千葉県木更津市のパーソナルトレーニングジム「小濱トレーニングジム」代表、パーソナルトレーナーの小濱裕司です。

筋肉を大きくするために重視したいのは、自分の筋力に合った負荷を選び、その負荷で限界に近い回数まで反復することです。

使用重量と反復回数は、組み合わせて考えます。同じ重量でも、その人の筋力によって難しさは変わります。また、同じ10回でも、終了時にどれほど余裕があるかでトレーニングの内容は異なります。

負荷は「何kgか」に加えて、自分にとってどのくらいの重さかを確認します。

トレーニング経験者49人を対象にした12週間の研究では、次の条件を比較しました。

  • 軽い重量を使い、20〜25回程度を限界まで行う。
  • 重い重量を使い、8〜12回程度を限界まで行う。

どちらの条件でも筋線維の断面積が増加し、筋肥大に有意な群間差はありませんでした。
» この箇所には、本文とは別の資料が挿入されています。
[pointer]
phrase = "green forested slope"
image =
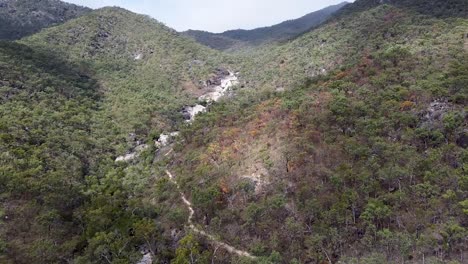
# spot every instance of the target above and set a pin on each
(70, 95)
(237, 39)
(147, 70)
(347, 144)
(365, 162)
(20, 18)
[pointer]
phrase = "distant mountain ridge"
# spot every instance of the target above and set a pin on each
(279, 32)
(436, 8)
(20, 18)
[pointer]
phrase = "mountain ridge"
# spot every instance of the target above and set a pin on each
(20, 18)
(278, 32)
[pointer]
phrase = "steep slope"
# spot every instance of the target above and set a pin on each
(47, 149)
(19, 18)
(364, 161)
(440, 9)
(280, 32)
(148, 71)
(75, 97)
(342, 40)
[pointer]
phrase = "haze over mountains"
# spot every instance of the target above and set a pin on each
(24, 17)
(345, 144)
(280, 32)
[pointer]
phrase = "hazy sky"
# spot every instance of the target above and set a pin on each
(216, 15)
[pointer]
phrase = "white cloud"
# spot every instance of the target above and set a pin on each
(216, 15)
経験者でも、負荷に応じた回数を限界まで行うことで、軽い重量を筋肥大に活用できることが示されています。Mortonら・2016年

さらに、男性30人を対象にした別の12週間の研究では、1回だけ挙げられる最大重量の80%を使う条件で、20%を使う条件より腕と太ももの筋断面積の増加が大きくなりました。筋肥大を目指す際は、反復回数とともに、負荷の大きさも重要な検討項目です。Laseviciusら・2018年

こうした研究を踏まえ、種目や現在の筋力に合わせて重量を選び、その重量で十分な刺激を狙える回数を設定します。
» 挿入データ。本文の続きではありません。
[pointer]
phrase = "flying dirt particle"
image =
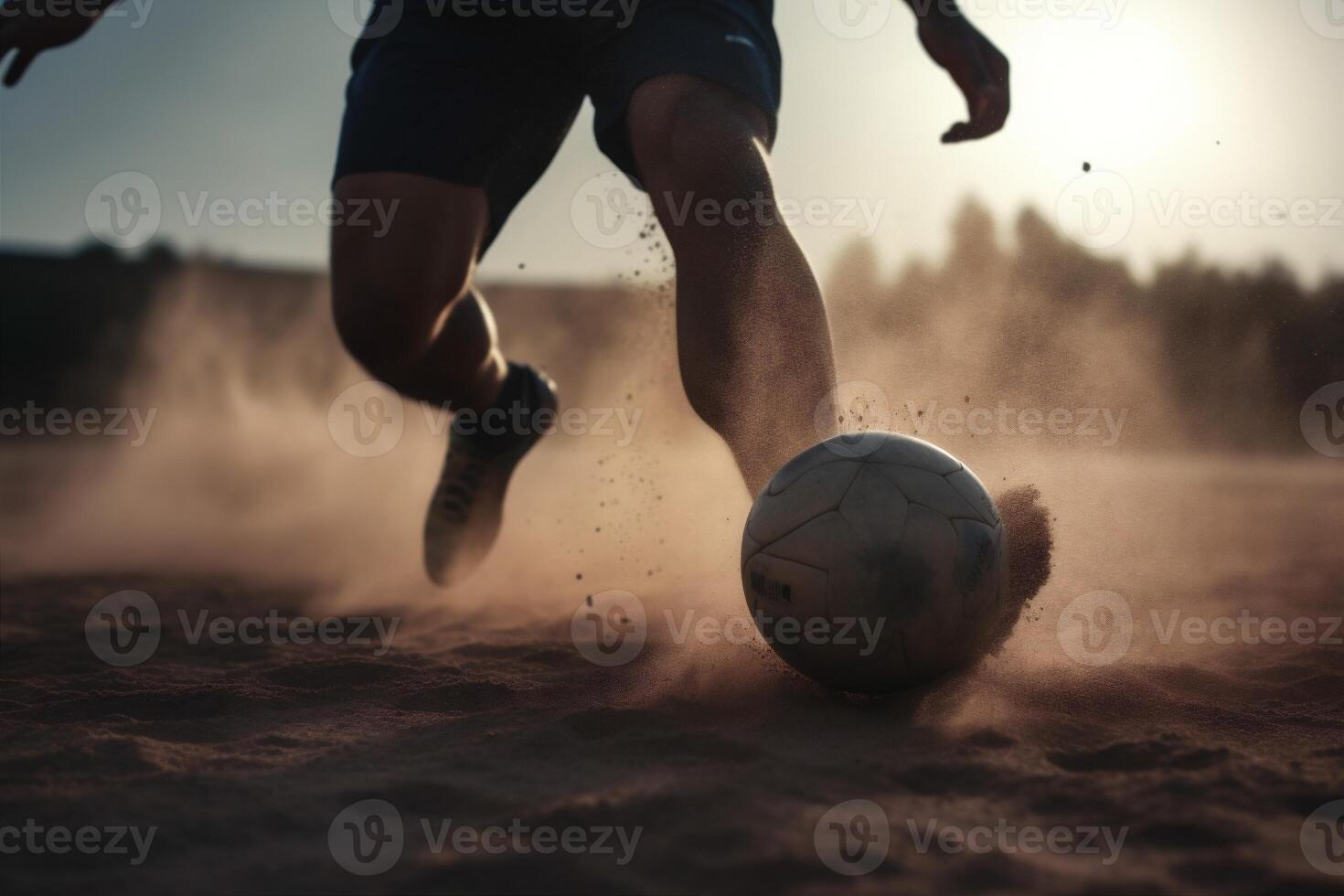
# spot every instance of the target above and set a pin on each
(1029, 544)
その際の判断材料になるのが、RIR(レップス・イン・リザーブ)です。セット終了時に、同じフォームと可動域で「あと何回できたか」という余裕を表します。

例えば、10回行ったあとに2回できる余裕があればRIR2、10回できる余裕があればRIR10です。「10回できた」という記録に、この余裕を加えることで、負荷設定をより具体的に振り返れます。

2024年のメタ解析でも、セットを限界に近いところで終えるほど、筋肥大が大きくなる傾向が報告されています。使用重量・反復回数・終了時の余裕を合わせて確認することが、筋肥大を狙うトレーニングの組み立てに役立ちます。Robinsonら・2024年

私の場合、自重の懸垂でも、限界に近い回数まで行えば筋肥大を狙えます。加重懸垂では、追加する重量に合わせて回数を設定します。どちらも、同じフォームと可動域で反復し、終了時の余裕を確認することが大切です。

例えば、同じフォームで30回が限界となる条件なら、10回で止めた場合はRIR20、28回まで行った場合はRIR2になります。同じ自重懸垂でも、どこまで反復したかによって限界への近さが変わります。

「あと1〜2回できる」という余裕を残す方法も、筋肥大を狙う選択肢になります。

トレーニング経験者18人を対象にした8週間の研究では、レッグプレスとレッグエクステンションをRIR1〜2で止めた条件でも、限界まで行った条件と同程度の太ももの筋肥大が得られました。運動直後の疲労は、RIR1〜2で止めた条件のほうが小さくなりました。Refaloら・2024年

このような設定も活用しながら、種目や目的に合わせて負荷と回数を調整します。RIRは本人の見積もりなので、重量・回数・フォームの記録と合わせて評価します。

小濱トレーニングジムでの指導では、次の点を重視します。

  • 現在の筋力に合った負荷を選ぶ。 目標とする回数を、設定したフォームと可動域で行える重量を確認します。
  • 回数と終了時の余裕を記録する。 同じ重量・回数でも余裕が増えていれば、負荷設定を見直す材料になります。
  • 体の変化に合わせて内容を調整する。 重量や回数を少しずつ調整し、その都度、動作と体調を確認します。

セット数や頻度、回復状況も含めてトレーニング全体を整えながら、一人ひとりの能力と目標に合った負荷・回数を設定します。